NMO Selection Tests for the Balkan and International Mathematical Olympiads

Let the internal bisector of the angle $BAC$ meet again the circumcircle $ABC$ at point $A_1$. The lines $A_1{B}_1$ and $AC$ meet at point $B_2$, and the lines $AB$ and $A_1{C}_1$ meet at point $C_2$. Apply Pascal's theorem to the hexagon $A{C}_{1}B{A}_{1}C{B}_1$ to deduce that the points $B_2$, $I$ and $C_2$ are collinear; moreover, Pascal's line $B_{2}I{C}_2$ is precisely the parallel through $I$ to $BC$, for $A_1{B}_2$ and $A_1{C}_2$ are the internal bisector lines of the angles $A{A}_{1}C$ and $A{A}_{1}B$, respectively, and the segments $A_{1}B$ and $A_{1}C$ are congruent.
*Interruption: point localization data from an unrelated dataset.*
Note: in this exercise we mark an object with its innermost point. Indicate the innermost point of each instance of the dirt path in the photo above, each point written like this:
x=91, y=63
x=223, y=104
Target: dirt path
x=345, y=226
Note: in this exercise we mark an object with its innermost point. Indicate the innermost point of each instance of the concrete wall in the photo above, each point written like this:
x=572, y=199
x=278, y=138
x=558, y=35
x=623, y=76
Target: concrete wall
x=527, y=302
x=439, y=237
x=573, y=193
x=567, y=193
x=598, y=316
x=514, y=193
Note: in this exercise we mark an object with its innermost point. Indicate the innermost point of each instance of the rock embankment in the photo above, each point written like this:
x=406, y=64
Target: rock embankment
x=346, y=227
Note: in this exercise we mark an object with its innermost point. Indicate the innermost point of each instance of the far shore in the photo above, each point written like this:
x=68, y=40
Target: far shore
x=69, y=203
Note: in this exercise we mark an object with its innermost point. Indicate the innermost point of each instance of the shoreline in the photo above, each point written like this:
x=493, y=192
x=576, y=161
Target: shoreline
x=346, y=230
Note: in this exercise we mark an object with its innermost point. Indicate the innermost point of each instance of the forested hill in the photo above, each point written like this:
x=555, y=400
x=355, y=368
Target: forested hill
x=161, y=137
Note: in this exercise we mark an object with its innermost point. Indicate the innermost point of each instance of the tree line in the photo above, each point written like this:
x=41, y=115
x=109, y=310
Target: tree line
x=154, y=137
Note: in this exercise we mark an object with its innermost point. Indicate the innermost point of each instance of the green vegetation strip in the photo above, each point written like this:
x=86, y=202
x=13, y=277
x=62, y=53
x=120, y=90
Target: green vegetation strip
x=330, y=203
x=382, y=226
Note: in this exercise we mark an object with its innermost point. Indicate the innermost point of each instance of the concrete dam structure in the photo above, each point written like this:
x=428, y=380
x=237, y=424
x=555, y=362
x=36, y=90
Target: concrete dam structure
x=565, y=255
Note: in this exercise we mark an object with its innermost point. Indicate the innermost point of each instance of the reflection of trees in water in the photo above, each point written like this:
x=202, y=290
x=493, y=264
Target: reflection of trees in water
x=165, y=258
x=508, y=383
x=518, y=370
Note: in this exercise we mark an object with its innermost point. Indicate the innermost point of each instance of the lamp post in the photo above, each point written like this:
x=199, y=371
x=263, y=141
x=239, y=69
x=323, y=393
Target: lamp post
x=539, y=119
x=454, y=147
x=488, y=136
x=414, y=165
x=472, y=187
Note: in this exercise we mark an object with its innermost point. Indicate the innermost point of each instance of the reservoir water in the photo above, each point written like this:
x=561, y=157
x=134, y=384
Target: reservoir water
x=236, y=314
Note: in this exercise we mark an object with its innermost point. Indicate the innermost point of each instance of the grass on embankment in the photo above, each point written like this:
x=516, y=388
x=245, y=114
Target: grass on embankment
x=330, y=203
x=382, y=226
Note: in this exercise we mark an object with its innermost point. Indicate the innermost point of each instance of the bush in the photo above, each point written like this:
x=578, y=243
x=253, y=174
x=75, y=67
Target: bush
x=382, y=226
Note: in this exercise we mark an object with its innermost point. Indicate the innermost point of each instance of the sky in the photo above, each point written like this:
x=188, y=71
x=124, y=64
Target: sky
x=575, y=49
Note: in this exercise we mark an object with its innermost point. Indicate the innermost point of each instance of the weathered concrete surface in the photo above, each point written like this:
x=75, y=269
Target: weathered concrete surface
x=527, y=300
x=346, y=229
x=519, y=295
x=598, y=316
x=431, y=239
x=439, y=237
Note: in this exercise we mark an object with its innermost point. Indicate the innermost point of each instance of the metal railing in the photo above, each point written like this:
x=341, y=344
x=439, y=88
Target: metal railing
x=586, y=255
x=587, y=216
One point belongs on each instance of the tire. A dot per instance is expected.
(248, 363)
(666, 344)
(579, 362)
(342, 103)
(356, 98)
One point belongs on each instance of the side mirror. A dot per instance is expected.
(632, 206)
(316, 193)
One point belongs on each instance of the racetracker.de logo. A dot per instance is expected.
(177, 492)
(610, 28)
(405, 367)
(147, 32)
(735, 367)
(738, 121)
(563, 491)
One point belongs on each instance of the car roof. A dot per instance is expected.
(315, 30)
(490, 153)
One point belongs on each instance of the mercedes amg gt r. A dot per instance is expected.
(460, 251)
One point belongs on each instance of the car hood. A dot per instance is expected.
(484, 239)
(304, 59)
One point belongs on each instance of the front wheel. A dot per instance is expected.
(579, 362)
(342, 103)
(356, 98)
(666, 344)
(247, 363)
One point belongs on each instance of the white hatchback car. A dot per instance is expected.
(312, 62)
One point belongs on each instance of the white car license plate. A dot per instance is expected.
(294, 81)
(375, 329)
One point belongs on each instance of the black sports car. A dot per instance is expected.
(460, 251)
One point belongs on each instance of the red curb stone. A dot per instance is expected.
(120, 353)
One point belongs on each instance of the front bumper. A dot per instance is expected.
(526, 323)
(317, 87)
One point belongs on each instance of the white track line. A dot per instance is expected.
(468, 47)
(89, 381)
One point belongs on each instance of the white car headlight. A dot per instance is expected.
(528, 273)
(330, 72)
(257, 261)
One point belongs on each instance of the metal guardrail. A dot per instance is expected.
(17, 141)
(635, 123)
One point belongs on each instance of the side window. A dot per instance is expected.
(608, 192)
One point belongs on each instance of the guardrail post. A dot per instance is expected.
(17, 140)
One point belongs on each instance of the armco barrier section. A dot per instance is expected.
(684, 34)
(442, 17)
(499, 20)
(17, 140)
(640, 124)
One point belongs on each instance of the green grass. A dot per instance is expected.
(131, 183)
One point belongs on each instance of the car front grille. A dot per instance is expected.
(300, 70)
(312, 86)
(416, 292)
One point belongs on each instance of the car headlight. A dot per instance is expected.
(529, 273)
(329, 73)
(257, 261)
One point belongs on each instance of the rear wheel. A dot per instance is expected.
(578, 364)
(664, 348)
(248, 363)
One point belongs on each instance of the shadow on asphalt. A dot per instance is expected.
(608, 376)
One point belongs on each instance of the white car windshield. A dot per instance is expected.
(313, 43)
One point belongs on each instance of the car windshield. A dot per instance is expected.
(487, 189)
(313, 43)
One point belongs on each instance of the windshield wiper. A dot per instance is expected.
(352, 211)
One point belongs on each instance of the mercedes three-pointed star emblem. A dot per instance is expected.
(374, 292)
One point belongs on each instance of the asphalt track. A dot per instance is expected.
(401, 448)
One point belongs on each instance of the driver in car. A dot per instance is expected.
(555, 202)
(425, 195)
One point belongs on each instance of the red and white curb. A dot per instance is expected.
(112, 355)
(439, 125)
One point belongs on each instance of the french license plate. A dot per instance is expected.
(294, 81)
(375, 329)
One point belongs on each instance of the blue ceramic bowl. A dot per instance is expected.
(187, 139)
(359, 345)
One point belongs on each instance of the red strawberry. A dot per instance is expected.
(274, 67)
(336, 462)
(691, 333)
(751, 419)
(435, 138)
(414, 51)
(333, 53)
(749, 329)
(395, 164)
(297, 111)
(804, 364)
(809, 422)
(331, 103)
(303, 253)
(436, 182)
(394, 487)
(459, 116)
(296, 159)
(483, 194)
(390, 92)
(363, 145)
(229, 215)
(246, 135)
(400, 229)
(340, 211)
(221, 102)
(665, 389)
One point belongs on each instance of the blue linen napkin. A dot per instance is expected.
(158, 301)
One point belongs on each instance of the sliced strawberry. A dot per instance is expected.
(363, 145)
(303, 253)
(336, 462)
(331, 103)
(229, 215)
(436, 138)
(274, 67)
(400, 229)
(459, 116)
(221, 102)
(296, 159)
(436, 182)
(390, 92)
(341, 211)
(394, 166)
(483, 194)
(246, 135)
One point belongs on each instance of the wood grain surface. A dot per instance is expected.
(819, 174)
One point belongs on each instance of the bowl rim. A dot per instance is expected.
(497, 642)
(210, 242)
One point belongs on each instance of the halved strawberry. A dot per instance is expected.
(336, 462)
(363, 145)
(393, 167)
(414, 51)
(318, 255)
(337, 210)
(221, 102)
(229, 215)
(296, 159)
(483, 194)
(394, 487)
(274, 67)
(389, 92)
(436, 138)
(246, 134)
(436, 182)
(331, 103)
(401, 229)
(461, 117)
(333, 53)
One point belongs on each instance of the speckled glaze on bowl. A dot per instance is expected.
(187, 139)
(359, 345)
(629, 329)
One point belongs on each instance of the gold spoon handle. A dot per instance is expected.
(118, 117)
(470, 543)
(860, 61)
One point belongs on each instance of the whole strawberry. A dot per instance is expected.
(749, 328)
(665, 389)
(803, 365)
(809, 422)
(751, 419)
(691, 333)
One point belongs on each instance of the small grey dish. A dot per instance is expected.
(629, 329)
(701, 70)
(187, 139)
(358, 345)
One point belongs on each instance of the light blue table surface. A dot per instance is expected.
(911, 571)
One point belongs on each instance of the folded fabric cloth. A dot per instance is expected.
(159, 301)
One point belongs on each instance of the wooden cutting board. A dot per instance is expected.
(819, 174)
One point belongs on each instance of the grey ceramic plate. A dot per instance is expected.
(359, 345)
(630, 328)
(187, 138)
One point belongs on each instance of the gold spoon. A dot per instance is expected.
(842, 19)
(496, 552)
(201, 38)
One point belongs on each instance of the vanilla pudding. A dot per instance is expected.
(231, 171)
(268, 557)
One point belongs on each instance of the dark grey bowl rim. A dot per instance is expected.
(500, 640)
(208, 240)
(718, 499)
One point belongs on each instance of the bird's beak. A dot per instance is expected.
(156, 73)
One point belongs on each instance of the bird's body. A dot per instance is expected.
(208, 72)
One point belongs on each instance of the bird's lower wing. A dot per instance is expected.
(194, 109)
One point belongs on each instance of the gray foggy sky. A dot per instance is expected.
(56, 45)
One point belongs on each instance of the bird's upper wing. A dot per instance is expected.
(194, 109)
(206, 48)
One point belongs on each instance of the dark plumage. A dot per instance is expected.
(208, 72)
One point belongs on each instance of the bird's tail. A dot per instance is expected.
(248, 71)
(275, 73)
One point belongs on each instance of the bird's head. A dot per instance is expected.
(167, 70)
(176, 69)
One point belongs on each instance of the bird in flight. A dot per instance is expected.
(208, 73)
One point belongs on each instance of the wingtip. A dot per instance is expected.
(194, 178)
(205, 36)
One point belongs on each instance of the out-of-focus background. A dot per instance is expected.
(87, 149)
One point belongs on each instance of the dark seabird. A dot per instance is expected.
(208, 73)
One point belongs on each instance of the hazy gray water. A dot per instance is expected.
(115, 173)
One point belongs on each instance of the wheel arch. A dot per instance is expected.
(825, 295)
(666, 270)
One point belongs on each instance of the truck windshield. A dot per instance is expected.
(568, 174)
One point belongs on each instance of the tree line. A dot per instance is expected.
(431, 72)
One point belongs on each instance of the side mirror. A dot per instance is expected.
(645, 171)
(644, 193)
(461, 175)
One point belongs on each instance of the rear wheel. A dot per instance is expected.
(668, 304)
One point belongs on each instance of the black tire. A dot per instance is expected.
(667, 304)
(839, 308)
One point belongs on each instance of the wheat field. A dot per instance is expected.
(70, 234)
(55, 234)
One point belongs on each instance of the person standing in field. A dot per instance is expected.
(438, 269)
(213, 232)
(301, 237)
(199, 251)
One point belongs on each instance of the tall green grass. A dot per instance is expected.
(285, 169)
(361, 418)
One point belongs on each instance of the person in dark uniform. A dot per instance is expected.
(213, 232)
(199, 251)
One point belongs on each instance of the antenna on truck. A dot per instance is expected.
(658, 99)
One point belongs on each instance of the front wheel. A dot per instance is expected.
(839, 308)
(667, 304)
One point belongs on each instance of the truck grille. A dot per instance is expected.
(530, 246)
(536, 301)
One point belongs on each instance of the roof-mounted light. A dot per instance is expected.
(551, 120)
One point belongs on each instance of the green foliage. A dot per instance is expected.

Finally, notice that the lines $B_i{B}_{i+1}$ and $C_i{C}_{i+1}$ meet at collinear points; $B_0{B}_1$ and $C_0{C}_1$ meet at $I$, $B_1{B}_2$ and $C_1{C}_2$ meet at $A_1$, and $B_2{B}_0$ and $C_2{C}_0$ meet at $A$. Consequently, the triangles $B_0{B}_1{B}_2$ and $C_0{C}_1{C}_2$ are perspective; the lines $B_i{C}_i$ are concurrent (the converse of Desargues' theorem).